*eskilerin güneş yağı - çocukluk, anne babayla sarıyer altınkum plajı yaş 3 suya batırılıp çıkarılıyorum, gökkuşağı renkli kırmızı tabanlı köpükten terlik, yeşil beyaz bir mayo, annem gülümsüyor, diğer çocuklar da, diğer anne babalar da, burası cennet olmalı, annemin beni havluya sarışının paha biçilmez duygusu + kuşadası benzer yaşlar, havada süzülen paraşüt, çiçekli bahçeler, küçükoğlu
*naftalin - babaanne, kapalı sandıklar, hiç açılamayacak hazineler, gizlilik, düzen, mutsuzluk + servise girip montunun etrafı kokuttuğu, antipatik bulduğum için kendimden rahatsız olduğum o uzun boylu iri, yarı, suskun ve soğuk sınıf arkadaşı
* fahrenheit - servise giren benden bir yaş büyük diğer çocuk, kendini cool zanneden hakan ve lanet kavunlu sakızı. bir gün sordum bu koku ne kavun mu diye. sonra öğrendim ne olduğunu. kel alaka bir şeymiş görüldüğü üzere.
* yağmur - ebediyet, özgürlük, arınmak, bütünleşmek, bilumum acayip duygular ve bunların bir araya geldiği, eski, yağmurlu acayip bir ergenlik rüyası + bir dolu özel ve genel hatıra. sayamayacağım.
* 212 - otobüs, olasılıklar, heyecanlanmak, gençlik, gizem. güzel, güneş gibi bir gülümseme ve idiotça karşılığım.

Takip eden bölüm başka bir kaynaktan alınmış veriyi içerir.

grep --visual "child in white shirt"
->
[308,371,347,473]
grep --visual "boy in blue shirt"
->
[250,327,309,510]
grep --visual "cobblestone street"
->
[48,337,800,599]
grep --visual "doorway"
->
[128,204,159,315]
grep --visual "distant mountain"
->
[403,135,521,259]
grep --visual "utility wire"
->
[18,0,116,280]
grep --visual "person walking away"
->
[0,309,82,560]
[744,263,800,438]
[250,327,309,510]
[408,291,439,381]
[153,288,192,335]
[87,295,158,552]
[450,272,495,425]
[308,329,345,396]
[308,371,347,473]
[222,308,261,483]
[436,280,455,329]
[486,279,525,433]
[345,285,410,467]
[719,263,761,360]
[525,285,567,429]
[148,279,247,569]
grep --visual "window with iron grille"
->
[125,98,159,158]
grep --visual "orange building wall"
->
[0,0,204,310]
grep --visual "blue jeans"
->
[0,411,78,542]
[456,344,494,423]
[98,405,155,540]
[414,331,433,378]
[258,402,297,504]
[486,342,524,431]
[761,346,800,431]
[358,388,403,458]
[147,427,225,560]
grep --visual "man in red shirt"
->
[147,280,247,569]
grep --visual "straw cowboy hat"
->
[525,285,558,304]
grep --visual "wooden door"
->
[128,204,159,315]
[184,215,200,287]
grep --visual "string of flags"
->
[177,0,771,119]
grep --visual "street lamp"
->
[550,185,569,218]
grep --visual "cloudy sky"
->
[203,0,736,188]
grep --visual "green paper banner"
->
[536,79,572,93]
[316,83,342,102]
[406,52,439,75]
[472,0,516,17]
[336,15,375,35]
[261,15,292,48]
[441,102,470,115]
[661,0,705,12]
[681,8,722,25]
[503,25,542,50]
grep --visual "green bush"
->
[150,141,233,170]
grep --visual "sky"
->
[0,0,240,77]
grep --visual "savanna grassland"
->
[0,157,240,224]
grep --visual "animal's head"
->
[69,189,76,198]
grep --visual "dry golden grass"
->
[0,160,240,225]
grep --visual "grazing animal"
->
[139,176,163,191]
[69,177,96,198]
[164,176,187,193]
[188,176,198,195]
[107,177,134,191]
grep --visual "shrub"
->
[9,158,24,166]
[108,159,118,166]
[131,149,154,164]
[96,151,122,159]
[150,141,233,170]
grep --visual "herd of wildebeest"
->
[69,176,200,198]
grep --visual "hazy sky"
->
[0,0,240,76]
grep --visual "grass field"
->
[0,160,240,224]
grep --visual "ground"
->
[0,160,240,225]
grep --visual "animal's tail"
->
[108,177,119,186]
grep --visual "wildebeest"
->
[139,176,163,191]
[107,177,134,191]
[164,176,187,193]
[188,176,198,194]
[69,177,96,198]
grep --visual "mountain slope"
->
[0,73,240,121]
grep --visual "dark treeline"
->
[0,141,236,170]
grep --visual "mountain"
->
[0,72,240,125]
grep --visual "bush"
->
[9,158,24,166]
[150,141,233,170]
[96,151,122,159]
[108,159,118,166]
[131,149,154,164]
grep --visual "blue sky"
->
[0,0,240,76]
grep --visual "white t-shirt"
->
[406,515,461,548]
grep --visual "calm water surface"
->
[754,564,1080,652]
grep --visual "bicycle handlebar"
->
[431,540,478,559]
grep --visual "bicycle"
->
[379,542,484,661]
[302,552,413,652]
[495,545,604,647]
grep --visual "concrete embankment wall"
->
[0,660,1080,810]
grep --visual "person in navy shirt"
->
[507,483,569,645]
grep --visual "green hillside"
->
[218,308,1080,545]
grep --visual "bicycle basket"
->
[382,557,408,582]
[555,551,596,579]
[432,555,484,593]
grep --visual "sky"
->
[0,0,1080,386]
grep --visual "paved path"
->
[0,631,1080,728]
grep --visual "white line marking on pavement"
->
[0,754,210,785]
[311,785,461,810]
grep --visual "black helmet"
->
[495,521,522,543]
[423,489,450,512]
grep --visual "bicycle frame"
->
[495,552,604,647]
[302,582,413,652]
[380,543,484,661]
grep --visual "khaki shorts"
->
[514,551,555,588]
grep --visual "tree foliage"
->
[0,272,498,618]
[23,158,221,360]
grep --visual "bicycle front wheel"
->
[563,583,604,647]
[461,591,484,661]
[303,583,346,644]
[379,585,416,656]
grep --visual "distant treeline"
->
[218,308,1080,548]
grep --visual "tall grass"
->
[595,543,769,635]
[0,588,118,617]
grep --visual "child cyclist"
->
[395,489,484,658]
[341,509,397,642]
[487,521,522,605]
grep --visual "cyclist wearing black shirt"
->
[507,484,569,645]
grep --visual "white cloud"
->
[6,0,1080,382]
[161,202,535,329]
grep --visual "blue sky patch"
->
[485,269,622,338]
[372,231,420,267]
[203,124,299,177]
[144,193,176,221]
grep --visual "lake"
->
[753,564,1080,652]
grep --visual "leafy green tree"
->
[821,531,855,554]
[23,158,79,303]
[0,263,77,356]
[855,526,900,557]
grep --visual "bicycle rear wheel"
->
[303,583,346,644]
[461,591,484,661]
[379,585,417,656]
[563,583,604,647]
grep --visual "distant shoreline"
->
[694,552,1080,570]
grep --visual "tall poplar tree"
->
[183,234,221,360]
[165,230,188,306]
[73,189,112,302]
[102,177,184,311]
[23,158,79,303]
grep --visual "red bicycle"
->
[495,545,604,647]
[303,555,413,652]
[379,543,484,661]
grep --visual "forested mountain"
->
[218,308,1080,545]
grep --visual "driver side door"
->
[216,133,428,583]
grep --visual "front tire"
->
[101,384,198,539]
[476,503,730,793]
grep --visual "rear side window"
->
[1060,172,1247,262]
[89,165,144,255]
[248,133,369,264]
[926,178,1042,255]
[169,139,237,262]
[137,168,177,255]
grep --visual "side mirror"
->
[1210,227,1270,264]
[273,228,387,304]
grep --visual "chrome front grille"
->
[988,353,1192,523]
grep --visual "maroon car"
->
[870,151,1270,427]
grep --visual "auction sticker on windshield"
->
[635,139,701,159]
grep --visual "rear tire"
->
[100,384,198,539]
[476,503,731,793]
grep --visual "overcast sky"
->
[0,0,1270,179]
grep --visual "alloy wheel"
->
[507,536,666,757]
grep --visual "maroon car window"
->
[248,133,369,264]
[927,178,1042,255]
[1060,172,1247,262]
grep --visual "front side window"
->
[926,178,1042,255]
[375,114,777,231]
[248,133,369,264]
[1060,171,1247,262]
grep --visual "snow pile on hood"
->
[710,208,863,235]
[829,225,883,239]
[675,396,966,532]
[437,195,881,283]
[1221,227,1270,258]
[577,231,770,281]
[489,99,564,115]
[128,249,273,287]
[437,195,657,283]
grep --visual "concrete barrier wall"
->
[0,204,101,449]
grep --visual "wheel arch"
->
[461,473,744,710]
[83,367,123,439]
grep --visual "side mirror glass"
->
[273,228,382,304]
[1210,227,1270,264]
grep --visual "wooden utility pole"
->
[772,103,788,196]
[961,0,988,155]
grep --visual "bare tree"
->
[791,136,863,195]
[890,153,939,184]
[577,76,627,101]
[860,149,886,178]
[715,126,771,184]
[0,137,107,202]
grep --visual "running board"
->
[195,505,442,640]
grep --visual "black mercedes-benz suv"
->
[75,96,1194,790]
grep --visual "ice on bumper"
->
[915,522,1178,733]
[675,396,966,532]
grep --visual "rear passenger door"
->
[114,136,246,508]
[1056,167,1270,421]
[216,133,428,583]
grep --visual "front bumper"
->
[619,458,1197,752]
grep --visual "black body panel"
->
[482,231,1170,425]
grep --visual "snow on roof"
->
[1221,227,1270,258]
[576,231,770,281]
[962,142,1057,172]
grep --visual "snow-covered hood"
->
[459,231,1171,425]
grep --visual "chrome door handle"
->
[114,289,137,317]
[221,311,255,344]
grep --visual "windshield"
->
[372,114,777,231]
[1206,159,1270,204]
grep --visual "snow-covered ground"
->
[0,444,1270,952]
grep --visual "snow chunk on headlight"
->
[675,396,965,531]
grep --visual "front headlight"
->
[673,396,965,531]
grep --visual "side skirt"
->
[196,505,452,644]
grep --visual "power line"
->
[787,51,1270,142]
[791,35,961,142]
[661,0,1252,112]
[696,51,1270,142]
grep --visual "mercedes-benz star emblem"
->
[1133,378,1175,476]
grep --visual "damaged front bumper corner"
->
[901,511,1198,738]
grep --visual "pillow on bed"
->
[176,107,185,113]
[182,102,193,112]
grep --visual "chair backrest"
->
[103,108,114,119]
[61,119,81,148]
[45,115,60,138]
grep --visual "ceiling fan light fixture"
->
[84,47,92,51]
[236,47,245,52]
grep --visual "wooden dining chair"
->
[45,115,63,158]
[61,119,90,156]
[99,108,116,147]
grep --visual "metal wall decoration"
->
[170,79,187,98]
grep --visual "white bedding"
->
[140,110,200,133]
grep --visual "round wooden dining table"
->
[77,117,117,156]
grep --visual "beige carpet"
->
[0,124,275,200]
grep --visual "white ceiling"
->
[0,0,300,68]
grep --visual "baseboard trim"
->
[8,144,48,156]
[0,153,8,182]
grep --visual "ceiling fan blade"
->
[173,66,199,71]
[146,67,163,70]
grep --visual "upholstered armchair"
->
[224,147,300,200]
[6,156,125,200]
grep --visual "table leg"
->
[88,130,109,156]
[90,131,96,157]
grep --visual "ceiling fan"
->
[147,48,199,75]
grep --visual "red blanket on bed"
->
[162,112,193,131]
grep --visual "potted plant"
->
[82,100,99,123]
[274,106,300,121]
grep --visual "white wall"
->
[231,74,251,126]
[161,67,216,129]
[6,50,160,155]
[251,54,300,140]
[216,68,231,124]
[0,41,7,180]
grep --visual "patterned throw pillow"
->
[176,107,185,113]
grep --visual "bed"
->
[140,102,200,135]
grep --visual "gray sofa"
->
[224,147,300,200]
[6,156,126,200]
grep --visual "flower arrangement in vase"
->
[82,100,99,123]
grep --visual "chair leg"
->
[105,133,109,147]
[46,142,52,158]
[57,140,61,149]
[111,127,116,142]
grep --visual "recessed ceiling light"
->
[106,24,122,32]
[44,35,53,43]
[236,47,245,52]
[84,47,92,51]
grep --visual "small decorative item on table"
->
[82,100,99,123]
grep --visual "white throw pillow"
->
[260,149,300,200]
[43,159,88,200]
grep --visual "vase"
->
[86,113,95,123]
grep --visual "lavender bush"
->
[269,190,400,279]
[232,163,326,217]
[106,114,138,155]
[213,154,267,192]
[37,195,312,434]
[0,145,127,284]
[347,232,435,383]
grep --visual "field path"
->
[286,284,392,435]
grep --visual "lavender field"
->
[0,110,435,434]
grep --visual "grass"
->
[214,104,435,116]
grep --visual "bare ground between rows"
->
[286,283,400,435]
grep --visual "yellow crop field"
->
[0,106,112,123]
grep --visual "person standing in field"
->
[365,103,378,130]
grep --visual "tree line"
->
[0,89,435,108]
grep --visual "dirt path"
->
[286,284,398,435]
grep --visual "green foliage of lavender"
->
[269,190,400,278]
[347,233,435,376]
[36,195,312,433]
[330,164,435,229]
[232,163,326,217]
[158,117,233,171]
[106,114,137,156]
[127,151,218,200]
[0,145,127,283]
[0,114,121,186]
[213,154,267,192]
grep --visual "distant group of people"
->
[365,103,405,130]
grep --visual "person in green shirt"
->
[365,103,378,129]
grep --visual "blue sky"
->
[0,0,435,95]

* rutubet - ergenlik, mutsuzluk, karanlık, kapalı kapılar ardında birbirini incitmek, apoptosis gibi bir şey
* eski kitap sayfası - lise kütüphanesi ve kütüphaneden atılmalarımın anıları, by şşşş ve 90 yaşında geriye 180 derece yay çizerek şşlayabilmesi+koliler, taşınmak, nedenini bilmeden terk edilen evler, annem ve babamın ardından sürüklenen ben.
* yazın buğday sapı kokusu - çocukluk, yazlığa doğru arşınlanan yollar, ayçiçekleri, bisiklet, şose, eski ve tarihi bir köy, bisiklet tamircisi, maceralar
* iyot - ergenlikte olmasını beklediğim ve dalgalarının altına girdiğim gel-gitler, dalganın iskeleye vurması ve parçalanması, kadıköy hasır'da lisedeyken içilen çay, yerde her şeyi yansıtan o güzelim 1 kat su tabakası.
* gitanes - gördüğüm bir iki esrarlı rüya, akşam pazarı,...
dolu ya. bitmiyor. bunların kokusunu her duyduğumda hepsi birden aklıma üşüşmüyor ama illa ki bir tanesi üşüşüyor. o bir kapı açıyor bazen ve diğerleri ya da burada yazmadığım başka bir sürü şey çağrışımla geliyor. kimi zaman bir geçişle, kimi zaman sıçramalarla.
kokunun verdiği duygu olmasa bu görüntüler çok eksik kalırmış, onu fark ettim. belki de olmazlarmış.onları beraberinde kazıyan bu kokular belki de.